Researchers have discovered that the low oxygen conditions in a tumor contribute to the spread of cancer. The hypoxic environment changes gene expression, leading to more mutations. The findings may help scientists predict cancer behavior and develop new treatments. The details are in a paper just published in the journal Nature.
Cancer arises when a cell develops mutations and then replicates. The proliferation of these abnormal cells leads to even more mutations and the cancer then spreads. Further uncontrolled growth of cancer cells causes the development of tumors. Very little oxygen can reach the tumor cells, resulting in an oxygen shortage (hypoxia). While the genetic mutations involved in tumor growth have been studied extensively, changes arising from the hypoxic environment are poorly understood.
Researchers from Belgium investigated the effect of a low oxygen environment on tumor cells by studying thousands of preserved tumors. They discovered that the hypoxic conditions were leading to epigenetic changes, alterations that affect gene expression without actually modifying the genetic code. Specifically, the researchers noticed a phenomenon called hypermethylation. Hypermethylation is the addition of methyl groups to DNA, changing the chemistry of the bases that make up genes. The methyl groups interfere with normal cell processes and prevent the expression of tumor suppressing genes, allowing the tumor to continue growing. The enzymes normally responsible for removing methyl groups can’t function in low oxygen environments, explaining the connection between hypoxia and hypermethylation.
To test their theory, the research team increased oxygen levels in mouse tumors. After restoring the oxygen supply to the tumors, hypermethylation stopped. The opposite was also true; decreasing oxygen concentrations led to increased hypermethylation in the tumors. This shows that normalizing the oxygen supply to a tumor can stop certain epigenetic changes, slowing the growth of cancer.
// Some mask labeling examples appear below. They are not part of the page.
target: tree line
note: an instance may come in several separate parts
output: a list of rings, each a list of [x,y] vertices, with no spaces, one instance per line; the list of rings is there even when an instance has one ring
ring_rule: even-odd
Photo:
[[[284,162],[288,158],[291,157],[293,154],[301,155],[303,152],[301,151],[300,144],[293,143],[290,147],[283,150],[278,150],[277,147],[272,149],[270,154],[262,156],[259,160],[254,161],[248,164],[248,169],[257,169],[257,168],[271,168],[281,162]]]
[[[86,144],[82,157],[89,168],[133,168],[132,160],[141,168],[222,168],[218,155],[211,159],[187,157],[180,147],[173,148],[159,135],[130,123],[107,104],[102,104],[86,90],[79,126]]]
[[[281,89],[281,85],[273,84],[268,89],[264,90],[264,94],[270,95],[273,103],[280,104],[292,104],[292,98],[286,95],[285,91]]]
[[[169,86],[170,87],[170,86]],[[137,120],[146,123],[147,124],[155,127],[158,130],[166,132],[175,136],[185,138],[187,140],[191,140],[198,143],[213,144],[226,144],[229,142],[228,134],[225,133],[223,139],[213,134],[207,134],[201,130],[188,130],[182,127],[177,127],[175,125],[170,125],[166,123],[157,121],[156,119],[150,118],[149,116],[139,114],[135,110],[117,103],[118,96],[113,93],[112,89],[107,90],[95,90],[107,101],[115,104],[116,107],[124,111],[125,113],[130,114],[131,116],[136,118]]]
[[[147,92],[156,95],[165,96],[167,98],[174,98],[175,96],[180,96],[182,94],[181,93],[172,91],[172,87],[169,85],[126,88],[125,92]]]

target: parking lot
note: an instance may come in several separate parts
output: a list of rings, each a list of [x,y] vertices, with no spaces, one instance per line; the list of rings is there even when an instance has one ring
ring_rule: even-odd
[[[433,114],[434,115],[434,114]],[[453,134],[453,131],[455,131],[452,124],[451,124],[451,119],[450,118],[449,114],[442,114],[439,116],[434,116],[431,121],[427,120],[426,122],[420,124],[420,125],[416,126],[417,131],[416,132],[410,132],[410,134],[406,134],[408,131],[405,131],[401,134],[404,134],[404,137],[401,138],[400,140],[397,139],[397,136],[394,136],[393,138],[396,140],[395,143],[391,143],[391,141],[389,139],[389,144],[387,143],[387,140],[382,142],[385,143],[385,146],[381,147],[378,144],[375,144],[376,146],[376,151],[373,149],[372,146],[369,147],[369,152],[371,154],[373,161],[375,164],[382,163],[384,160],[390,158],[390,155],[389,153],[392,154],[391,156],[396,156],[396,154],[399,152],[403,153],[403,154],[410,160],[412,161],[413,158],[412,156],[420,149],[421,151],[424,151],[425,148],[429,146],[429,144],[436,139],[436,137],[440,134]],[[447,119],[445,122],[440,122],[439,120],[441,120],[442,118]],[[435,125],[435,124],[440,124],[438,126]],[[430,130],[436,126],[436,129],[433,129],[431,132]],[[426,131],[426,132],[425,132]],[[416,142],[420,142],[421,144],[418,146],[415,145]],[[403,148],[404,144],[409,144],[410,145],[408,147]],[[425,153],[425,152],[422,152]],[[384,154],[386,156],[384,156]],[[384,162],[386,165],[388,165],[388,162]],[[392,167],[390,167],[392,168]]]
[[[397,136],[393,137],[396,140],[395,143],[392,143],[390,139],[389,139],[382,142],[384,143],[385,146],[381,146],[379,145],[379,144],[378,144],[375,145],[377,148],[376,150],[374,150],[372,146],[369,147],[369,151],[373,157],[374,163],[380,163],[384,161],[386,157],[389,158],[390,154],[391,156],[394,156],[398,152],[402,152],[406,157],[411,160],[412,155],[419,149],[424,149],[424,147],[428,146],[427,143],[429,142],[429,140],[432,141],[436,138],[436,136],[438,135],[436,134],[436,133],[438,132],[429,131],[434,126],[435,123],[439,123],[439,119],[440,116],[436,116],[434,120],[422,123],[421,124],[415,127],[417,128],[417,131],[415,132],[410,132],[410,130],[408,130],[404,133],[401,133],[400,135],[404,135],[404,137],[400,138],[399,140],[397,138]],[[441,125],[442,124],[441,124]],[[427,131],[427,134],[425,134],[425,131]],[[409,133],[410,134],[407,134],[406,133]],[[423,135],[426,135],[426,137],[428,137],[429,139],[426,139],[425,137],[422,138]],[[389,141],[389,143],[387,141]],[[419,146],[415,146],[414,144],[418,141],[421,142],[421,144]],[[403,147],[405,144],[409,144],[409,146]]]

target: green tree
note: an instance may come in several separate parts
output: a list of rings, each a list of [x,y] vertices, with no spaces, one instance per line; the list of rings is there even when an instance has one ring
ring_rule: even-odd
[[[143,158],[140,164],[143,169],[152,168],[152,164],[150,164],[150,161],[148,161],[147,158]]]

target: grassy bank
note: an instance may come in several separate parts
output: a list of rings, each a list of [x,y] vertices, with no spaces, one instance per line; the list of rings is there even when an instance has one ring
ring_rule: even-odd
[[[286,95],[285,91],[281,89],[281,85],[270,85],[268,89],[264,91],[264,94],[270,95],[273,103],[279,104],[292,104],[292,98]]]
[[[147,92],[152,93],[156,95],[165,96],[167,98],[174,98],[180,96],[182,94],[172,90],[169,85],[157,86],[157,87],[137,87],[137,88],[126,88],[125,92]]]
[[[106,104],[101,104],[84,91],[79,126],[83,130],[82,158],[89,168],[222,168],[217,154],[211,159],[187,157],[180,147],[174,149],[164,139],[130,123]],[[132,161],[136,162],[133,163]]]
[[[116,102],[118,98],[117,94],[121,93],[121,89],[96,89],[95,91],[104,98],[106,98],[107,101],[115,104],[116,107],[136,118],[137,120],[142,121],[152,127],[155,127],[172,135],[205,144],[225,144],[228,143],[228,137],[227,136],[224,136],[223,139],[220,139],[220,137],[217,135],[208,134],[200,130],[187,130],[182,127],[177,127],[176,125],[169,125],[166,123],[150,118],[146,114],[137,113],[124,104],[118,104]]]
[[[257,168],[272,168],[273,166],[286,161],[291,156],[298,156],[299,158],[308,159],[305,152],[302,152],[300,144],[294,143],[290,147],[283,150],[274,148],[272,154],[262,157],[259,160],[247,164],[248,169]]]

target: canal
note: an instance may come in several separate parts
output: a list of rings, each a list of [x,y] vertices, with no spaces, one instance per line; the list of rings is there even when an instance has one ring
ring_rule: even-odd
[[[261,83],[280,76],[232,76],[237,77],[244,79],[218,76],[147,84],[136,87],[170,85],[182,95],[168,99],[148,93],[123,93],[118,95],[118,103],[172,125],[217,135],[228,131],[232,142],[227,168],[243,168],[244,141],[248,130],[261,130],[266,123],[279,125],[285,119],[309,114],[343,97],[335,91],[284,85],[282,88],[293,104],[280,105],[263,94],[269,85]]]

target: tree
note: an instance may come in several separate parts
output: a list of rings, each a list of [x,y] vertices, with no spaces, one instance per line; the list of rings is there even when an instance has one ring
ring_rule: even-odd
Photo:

The researchers were able to halt hypermethylation in mouse tumors by restoring oxygen concentrations to normal levels. The authors believe that this information can be used to predict tumor behavior by monitoring the oxygen supply. The team is now testing possible treatments for tumor hypoxia. This would allow doctors to prevent or even reverse epigenetic changes such as hypermethylation.
Bernard Thienpont et al. Tumour hypoxia causes DNA hypermethylation by reducing TET activity. Nature (2016).